Categorie: Cronaca Perugia

Omicidio Cenerente, in aula è il giorno dell’orrore

Sara Minciaroni

Relazioni telefoniche. Sim e Imei di decine e decine di telefoni che sono state passate a setaccio. Un lavoro frenetico e preciso quello con cui gli agenti della squadra mobile guidata da Marco Chiacchiera, insieme ai colleghi della polizia postale hanno inchiodato Ndrek Laska e Artan Gjoka, già condannati con il rito abbreviato all’ergastolo e della basista Marjana Perdoda anche lei già condannata a quattro anni e otto mesi di reclusione.

Il processo. Ma il processo per il duplice omicidio dell’ex orafo Sergio Scoscia e della madre Maria Raffaelli avvenuto nella notte tra il 5 e il 6 aprile del 2012 non è ancora concluso. Questa mattina, 30 gennaio, davanti ai giudici Mautone e Narducci (a latere) della corte d’assise di Perugia si è tenuta la seconda udienza del procedimento a carico di Alfons Gjergji. Per lui il legale Luca Maori (sostituito in aula oggi dall’avvocato Aldo Poggioni) ha scelto la via del rito ordinario, sostenendo che a differenza degli altri, non ci sono tracce genetiche del Gjergji all’interno del casolare della mattanza. Secondo la difesa infatti non ci sarebbero elementi sufficienti per collocare l’imputato sulla scena del “massacro”.

Ammazzati per 300 euro. Questa mattina in aula alla presenza delle parti civili (la famiglia Scoscia assistita dall'avvocato Alessandro Vesi e il Comune di Perugia tutelato dall'avvocato Ghirga, oggi sostituito da Bellucci) sono stati ripercorsi i momenti dell’assalto al casolare degli Scoscia. Il modo con cui il “commando” è entrato in casa passando dalla finestra del bagno. E poi la violenza inaudita con cui Sergio è stato ucciso a martellate. Con svariati colpi che lo hanno devastato, anche al volto. Lasciandolo a terra, riverso nel suo stesso sangue a pochi centimetri dalla madre, morta in seguito al malore che l’ha colta alla vista del figlio torturato e allo spavento per l’assalto di incredibile violenza. Particolari agghiaccianti illustrati alla corte per dare conto del tipo di aggressione che subirono madre e figlio dal gruppo di criminali che “cercavano l’oro”. E che alla fine del massacro si spartirono secondo l’accusa un bottino di poco più di trecento euro a testa.

La matassa delle sim da dipanare. La mattinata in aula ha visto susseguirsi le testimonianze del capo della Mobile, preciso e puntuale nel ricostruire le relazioni tra i condannati e l’imputato e degli ispettori della che si occuparono di indagini capillari e minuziose per risalire ai contatti telefoni della banda. Un lavoro, quello degli inquirenti descritto con l’utilizzo di slide volte a dare la maggior chiarezza possibile dei legami e dei contatti. Un dedalo articolatissimo tra persone che avevano a disposizione anche 9 sim ciascuno di volta in volta inserite in telefoni diversi.
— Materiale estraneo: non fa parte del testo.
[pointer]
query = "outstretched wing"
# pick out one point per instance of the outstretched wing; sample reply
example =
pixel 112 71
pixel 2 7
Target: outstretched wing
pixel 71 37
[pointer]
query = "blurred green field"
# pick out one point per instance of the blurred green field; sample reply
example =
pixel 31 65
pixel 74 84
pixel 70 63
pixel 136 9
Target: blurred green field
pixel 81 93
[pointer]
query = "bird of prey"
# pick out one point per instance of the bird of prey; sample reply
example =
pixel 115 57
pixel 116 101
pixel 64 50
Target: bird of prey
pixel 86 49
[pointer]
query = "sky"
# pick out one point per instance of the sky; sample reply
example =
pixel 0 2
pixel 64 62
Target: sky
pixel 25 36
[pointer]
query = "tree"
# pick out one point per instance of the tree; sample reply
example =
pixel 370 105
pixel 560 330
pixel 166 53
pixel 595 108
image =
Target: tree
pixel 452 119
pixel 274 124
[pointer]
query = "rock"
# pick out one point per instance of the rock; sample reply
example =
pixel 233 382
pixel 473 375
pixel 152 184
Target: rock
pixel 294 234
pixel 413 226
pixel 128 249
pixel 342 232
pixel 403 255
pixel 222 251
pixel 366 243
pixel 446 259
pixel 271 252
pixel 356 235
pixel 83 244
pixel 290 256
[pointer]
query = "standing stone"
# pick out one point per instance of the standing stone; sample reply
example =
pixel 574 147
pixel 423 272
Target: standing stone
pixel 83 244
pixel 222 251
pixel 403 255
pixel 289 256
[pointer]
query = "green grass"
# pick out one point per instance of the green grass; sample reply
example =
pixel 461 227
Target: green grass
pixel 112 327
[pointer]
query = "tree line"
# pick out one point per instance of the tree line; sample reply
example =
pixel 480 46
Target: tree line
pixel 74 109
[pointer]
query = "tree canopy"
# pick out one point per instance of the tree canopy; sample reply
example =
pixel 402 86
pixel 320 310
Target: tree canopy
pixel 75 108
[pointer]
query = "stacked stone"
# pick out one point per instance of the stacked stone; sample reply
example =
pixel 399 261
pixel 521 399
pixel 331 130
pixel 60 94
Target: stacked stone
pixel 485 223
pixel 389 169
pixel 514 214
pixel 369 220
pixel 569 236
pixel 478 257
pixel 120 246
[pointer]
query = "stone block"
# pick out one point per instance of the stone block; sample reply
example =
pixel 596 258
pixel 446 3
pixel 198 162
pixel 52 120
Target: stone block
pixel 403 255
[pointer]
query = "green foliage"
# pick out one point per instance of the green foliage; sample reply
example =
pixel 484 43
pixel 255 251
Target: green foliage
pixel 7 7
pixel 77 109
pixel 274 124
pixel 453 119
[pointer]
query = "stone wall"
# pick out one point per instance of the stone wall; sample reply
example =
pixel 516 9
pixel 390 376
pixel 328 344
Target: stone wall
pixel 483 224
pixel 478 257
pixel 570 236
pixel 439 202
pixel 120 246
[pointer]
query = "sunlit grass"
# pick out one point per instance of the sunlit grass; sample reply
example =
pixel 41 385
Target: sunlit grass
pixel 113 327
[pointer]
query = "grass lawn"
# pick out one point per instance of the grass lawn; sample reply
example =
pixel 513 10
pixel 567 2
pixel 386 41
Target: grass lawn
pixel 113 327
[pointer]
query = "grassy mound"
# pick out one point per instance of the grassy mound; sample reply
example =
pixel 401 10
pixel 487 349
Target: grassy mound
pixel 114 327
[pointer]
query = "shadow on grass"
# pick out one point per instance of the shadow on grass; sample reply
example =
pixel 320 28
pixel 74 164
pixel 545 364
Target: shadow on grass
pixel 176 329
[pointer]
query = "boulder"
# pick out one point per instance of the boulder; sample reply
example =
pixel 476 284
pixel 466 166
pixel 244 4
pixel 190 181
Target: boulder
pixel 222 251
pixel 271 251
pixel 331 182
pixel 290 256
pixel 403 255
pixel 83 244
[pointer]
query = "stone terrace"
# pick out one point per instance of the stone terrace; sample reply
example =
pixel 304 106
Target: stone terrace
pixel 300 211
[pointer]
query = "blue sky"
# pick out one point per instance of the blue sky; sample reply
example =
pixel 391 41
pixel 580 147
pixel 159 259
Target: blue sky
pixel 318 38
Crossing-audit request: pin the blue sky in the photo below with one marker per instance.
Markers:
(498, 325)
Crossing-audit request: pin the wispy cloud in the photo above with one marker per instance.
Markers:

Usate secondo l’accusa per ordire il crimine e poi fatte sparire una volta compiuto il delitto. E’ così che la squadra mobile coordinata dal pm Claudio Cicchella è arrivata ad individuare “le belve”. Per i tre condannati il destino è già compiuto. Quello di Gjerji ha ancora un lungo cammino processuale per essere definito. Si torna in aula il 20 febbraio quando altri 8 testimoni verranno sentiti dalla corte.

OMICIDIO CENERENTE, IERI IL SOPRALLUOGO NEL CASOLARE DEL MASSACRO / IN AULA INIZIA IL PROCESSO AL “COMPLICE”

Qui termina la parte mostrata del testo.